Those 12 tokens suggest 12 unique words, there are therefore then 12 output neurons in the RNN. When there will be an output, it will print out the whole set of unique words, with a probability attached to each word that predicts the likelihood of it being the next word.
Encode
This is turning each into unique word into an array of values that represent the word, based on the list of the possible words.
e.g.
“The” - x(1) = [1, 0, 0, 0, 0]
1 depends on the position of the word in the array of unique words.
Both feed-forward NNs and RNNs have _____ & ______
weights and biases
RNNs have _____ which feed-forward NNs do not have
(one sentence explanation after)
vectors
(these represent a hidden state basically a place where data is stored from previous iterations)
Time step
Unique to RNNs. This is when the RNN reads one element (one word) from a sequence (sentence), updates its hidden state, and produces an output
Hidden State
It is a vector that is updated after each time step using the input and the previous hidden state
How is the new hidden state created in a RNN?
It combines the following:
- Current input
- Previous hidden state
- A bias
There is some mathematical process behind this but it does not matter too much for the test.
RNN
Recurrent Neural Networks are designed to process sequences of data by maintaining a hidden state that captures information from previous time steps
Embedding why?
So predicting the next word is not as easy as just generating probability of the next word since there are many linguistic nuances with words and sentences. Embedding is what we use to handle this.
Embedding
Embedding and embedding layers give words meaning. Just like with the probability from before, they are assigned a value based on factors like similarity to other words in the training set, syntax, contextual meaning, sentiment, prefixes/suffixes.
Process from tokenization to vectorization
- Tokenize the string by creating an array of words based off of it
- Encode the word into an array of values that represent the word, based on the list of possible words (e.g. [1, 0, 0, 0, 0])

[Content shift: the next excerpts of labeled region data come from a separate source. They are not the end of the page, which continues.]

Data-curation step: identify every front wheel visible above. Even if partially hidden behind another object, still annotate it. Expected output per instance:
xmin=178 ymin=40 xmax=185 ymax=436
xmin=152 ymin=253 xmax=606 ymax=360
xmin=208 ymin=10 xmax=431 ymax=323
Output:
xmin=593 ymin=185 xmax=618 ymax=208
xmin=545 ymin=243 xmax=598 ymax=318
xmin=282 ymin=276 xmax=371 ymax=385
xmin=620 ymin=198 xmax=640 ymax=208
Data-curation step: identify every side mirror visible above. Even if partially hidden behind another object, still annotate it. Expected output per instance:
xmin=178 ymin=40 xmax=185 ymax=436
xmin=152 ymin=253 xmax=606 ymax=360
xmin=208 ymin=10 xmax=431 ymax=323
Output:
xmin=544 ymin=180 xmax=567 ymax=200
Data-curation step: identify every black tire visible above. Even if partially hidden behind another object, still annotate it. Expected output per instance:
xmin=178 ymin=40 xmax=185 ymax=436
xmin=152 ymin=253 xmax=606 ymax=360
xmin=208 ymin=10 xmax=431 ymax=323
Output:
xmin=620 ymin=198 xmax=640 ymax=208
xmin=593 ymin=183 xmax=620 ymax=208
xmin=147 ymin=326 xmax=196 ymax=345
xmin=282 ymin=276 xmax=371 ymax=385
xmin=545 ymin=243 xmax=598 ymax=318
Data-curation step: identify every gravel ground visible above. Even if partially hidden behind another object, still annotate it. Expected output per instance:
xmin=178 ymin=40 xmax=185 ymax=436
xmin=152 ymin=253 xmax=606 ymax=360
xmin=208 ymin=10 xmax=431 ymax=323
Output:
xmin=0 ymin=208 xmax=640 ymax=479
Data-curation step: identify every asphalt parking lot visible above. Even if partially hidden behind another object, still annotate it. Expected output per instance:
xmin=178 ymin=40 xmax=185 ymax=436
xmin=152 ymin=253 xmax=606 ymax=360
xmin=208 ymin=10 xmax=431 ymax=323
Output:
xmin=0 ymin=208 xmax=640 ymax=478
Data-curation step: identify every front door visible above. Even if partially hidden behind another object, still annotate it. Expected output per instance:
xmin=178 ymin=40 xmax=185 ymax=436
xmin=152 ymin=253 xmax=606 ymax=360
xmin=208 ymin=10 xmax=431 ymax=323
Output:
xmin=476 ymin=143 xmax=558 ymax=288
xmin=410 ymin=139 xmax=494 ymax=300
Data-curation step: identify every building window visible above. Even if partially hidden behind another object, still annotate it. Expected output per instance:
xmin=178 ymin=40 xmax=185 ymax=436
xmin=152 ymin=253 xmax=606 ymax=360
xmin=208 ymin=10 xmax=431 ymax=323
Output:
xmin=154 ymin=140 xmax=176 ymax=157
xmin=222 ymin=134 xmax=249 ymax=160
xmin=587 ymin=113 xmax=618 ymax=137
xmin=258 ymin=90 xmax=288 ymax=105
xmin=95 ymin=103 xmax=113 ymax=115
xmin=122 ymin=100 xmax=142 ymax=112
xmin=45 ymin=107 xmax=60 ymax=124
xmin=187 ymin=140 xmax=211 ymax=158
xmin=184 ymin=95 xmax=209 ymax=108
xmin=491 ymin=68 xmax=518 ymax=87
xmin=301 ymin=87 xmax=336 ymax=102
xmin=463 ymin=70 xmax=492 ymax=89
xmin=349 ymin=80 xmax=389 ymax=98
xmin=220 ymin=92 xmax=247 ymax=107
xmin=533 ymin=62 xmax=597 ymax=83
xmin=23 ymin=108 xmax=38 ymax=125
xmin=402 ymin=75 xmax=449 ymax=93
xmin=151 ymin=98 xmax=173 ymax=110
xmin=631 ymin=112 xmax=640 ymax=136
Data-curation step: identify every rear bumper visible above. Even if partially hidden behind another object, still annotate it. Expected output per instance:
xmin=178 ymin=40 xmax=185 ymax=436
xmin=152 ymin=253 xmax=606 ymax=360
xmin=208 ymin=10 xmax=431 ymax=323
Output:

- Embed the words to give them more meaning by assigning this word a value based on factors like similarity to other words in the training set, syntax, contextual meaning etc.
(it will produce something like this once done for all words: [.345, .912, .665]) - Vectorization - This above set of vales represent a vector, meaning that each word can be graphed relative to other words in the training set.
Embedding layers are often _______
pre-trained
The embedding layer comes after the ______ layer but before ________ layer
input, hidden
Backpropagation through time (BPTT)
- Forward pass: process the sequence and store hidden states and outputs (data gets processed through the RNN basically)
- Unroll the RNN’s layers across time steps and essentially, turn all time steps kind of like into one network
- Calculate the loss at each time step and sum them up
- Calculate gradients of the loss based on outputs, hidden states, weights, and biases across time steps. Sum each gradient up.
- Adjust the weights and biases by inputting the summed up gradient into a gradient descent function
Computing Requirements Backpropagation vs. BPTT
Backpropagation:
Less memory and processing power required
BPTT:
More memory and processing power required
There is ____________ dependency in BPTT
explain briefly as well
temporal
Essentially, there is a rule for the order in time we backpropagate
Vanishing Gradient Problem in RNN
BPTT suffers from this problem more severely than normal backpropagation since there is repeated multiplication of smaller and smaller values over many time steps. So we’re not going through just layers, we are going through layers multiplied by the number of time steps.
As the sigmoid function ___________, the derivative _______
increases, decreases
3 pros of an RNN
- Can handle sequential data (e.g. sentences)
- Has capability to remember information from previous inputs due to its internal state
- Flexibility to handle different types of sequential data like text, audio, video and time series data
3 cons of an RNN
- More prone to vanishing gradient problem since it has to multiply gradients over all time steps.
- Can be memory intensive for a computer to train
- Time-consuming to train, particularly for long sequences or large datasets. This is due to the sequential nature of data processing in RNNs.